Алекс быстро оглядел себя в зеркале, провел пальцами по подбородку, ощупывая однодневную щетину, сделал рукой движение, словно намыливал щеку, насмешливо усмехнулся своему отражению и решил, довольно произвольно, но окончательно, что наденет голубую рубашку.
Здесь, правда, была одна загвоздка. Рубашка висела в шкафу, в его спальне, откуда сейчас не доносилось ни звука.
Босиком, по пояс голый, с преувеличенной осторожностью, как будто не Наоми, а он вторгся на чужую территорию, Алекс прокрался на второй этаж и в нерешительности остановился перед дверью в спальню. Положив ладонь на дверную ручку, он прижался щекой к кисло пахнущему дереву и прислушался: из-за двери доносилось царапанье и жалобное мяуканье.
«Наоми Маркхем проспит третью мировую, — иронично решил он. — Нужно, чтобы рядом с ней лопнул воздушный шарик, только тогда она проснется, поморгает и спросит, что это было».
Он тихонько постучал в дверь костяшками пальцев. Поскольку ответа не последовало, он повернул ручку и толкнул дверь. Между его ног стрелой проскочила Петал. Алекс бочком, почти виновато протиснулся в приоткрытую дверь. В зеркале шкафа отразилось его неуверенное появление. До него дошло, что он задержал дыхание, он выдохнул и наполнил легкие сонным воздухом спальни. Алекс потянул на себя зеркальную дверцу шкафа, и зеркало показало ему его спальню, вернее, ее приукрашенный вариант: интригующе контрастную, искривленную, как во сне, более богатую и сложную, не такую привычную, какой он ее помнил.
А еще зеркало показало ему Наоми.
Приподнятая подушками, она полулежала в кровати и наблюдала за ним. Одна ее рука безвольно лежала на пододеяльнике, другая сжимала ворот голубой рубашки — его голубой рубашки, — прикрывая грудь. Окруженная тенью, Наоми буквально сияла, бледная и подрагивающая, как пламя свечи. Алекс заглянул в ее огромные печальные глаза. Почему все называли ее поверхностной? Он тонул в этих бездонных глазах, он погружался в них с головой.

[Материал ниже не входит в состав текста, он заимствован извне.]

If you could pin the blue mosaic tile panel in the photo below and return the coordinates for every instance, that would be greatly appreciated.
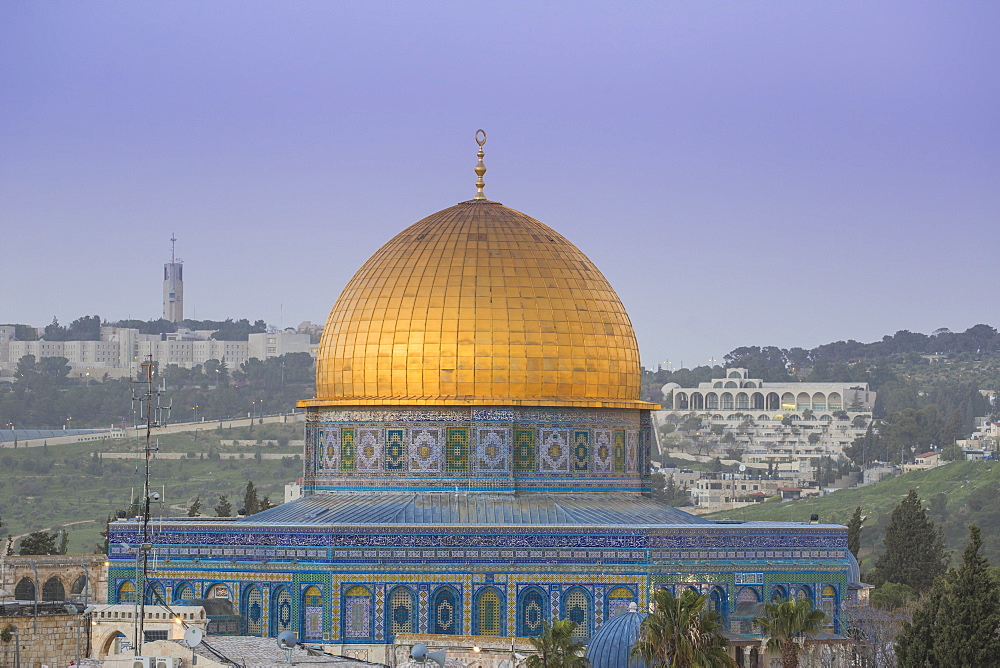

Ее страдание было настолько искренне, настолько глубоко, что Алекс ужаснулся (требуется особая смелость, чтобы так самозабвенно предаваться скорби). Не произнеся ни слова, Наоми открыла ему всю безысходность своего отчаяния.
Он тут же подошел к ней, сел на край кровати и, нахмурившись, как это делают врачи, прикоснулся к ее тонкому запястью, помассировал его большим пальцем.
— Как я могу тебе помочь?
Она покачала головой. Показались слезы. Отпустив рубашку, она прикрыла лицо рукой, но по-прежнему смотрела на Алекса.
— Подвинься, — сказал он внезапно, с намерением лишь обнять ее, утешить. Но под одеялом скрывалось такое сладкое и опасное тепло. Ее кожа была такой нежной на ощупь. В конце концов, существует только один способ, которым мужчина и женщина могут по-настоящему утешить друг друга.